In modern therapy, a lot of effort is placed on how to work within the confines of insurance company strictures. Many insurance companies wont pay for more than 8 or 13 sessions. Needless to say, this has an effect on how therapy is practiced at every step of the way. Even in situations where therapy is paid for out of pocket, the narrative of what therapy is and how it can and should work has changed. People are looking for positive results, and quickly.
It’s worth noting: there is nothing wrong with this. Therapy is expensive, time consuming, and difficult; expecting to gain something from it seems fair to me! The question is not about what’s appropriate to expect, but about how to gauge whether expectations are being met. When we classify clients as resistant, we are forgetting or ignoring that therapy is a process that tasks us to see the whole client. We are missing the forest for the trees, and the work that we are able to do suffers for it.
When working with clients, I am constantly trying to remember that most of what they are showing me is what they have been trained to show me. As Kurt Vonnegut points out in Breakfast of Champions, people like to agree with each other.

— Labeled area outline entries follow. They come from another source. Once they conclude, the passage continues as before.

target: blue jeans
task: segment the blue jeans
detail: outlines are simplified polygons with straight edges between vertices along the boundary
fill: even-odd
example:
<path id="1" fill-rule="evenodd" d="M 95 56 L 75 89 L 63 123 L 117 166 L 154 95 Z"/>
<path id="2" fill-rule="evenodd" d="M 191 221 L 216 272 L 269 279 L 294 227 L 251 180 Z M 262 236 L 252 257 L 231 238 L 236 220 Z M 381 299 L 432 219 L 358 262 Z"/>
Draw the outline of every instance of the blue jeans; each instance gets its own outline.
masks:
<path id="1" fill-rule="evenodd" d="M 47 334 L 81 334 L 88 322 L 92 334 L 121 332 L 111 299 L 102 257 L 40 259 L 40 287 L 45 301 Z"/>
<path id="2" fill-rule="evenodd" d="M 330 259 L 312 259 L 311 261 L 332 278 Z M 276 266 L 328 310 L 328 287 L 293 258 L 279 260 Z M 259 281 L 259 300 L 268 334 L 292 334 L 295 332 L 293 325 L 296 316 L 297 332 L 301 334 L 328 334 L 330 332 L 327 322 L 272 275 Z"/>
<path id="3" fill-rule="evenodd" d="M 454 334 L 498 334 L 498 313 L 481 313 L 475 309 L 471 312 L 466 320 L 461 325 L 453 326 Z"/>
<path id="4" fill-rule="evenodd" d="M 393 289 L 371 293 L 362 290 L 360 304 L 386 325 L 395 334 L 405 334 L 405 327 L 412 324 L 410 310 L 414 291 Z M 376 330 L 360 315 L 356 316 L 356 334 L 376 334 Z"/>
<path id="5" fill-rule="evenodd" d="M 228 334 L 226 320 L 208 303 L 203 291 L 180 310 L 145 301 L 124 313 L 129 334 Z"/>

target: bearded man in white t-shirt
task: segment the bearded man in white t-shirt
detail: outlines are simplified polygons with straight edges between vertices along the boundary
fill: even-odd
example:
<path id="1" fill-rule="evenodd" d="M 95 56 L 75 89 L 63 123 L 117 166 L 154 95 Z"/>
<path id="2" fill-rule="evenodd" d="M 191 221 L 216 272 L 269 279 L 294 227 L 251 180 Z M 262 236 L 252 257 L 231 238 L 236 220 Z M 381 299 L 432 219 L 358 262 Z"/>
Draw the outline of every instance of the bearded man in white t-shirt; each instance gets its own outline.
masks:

Being agreeable feels good to us and keeps our society working. Unfortunately, this can make it hard to be disagreeable, which is an unavoidable state every now and then. It’s really important if a person is going to get what they want out of this life to be able to express themselves, even when what they’re expressing is an unpopular opinion, and our natural preference for being agreeable can make that a very difficult thing to do.
In therapy, I make sure to tell my clients in our first session, and remind them in a lot of session after that, that it’s important to tell me when I piss them off. Or make them sad. Or am ignoring them. Basically, I try to make sure they know they can tell me when I have disappointed or upset them and that it won’t negatively affect my regard for them. This is important - it may be the most important service I can offer them. I want them to know that they are free to resist, slow, or not enjoy the therapeutic process in any way they want to so long and as long as they keep showing up it will keep working. Resistance is fertile.
The point being, one thing therapy can do for you is give you a chance to show off your most unlikeable self. Which, if you ask me, is an incredible gift! It is beyond nourishing to know that you can go somewhere and be a complete schmuck, and be loved for it all the same. Showing the parts of yourself which are most unwelcome in society - which are often the parts that feel most shameful - allows for a complete paradigmatic shift. Can you imagine feeling loved and accepted not just for your wit, your charm, your intellect, but also for your mediocrity, your depression, your misery? Acceptance is one of the best things I can offer my clients, and I could never offer it if they don’t show me what to accept, so how can I call that resistance?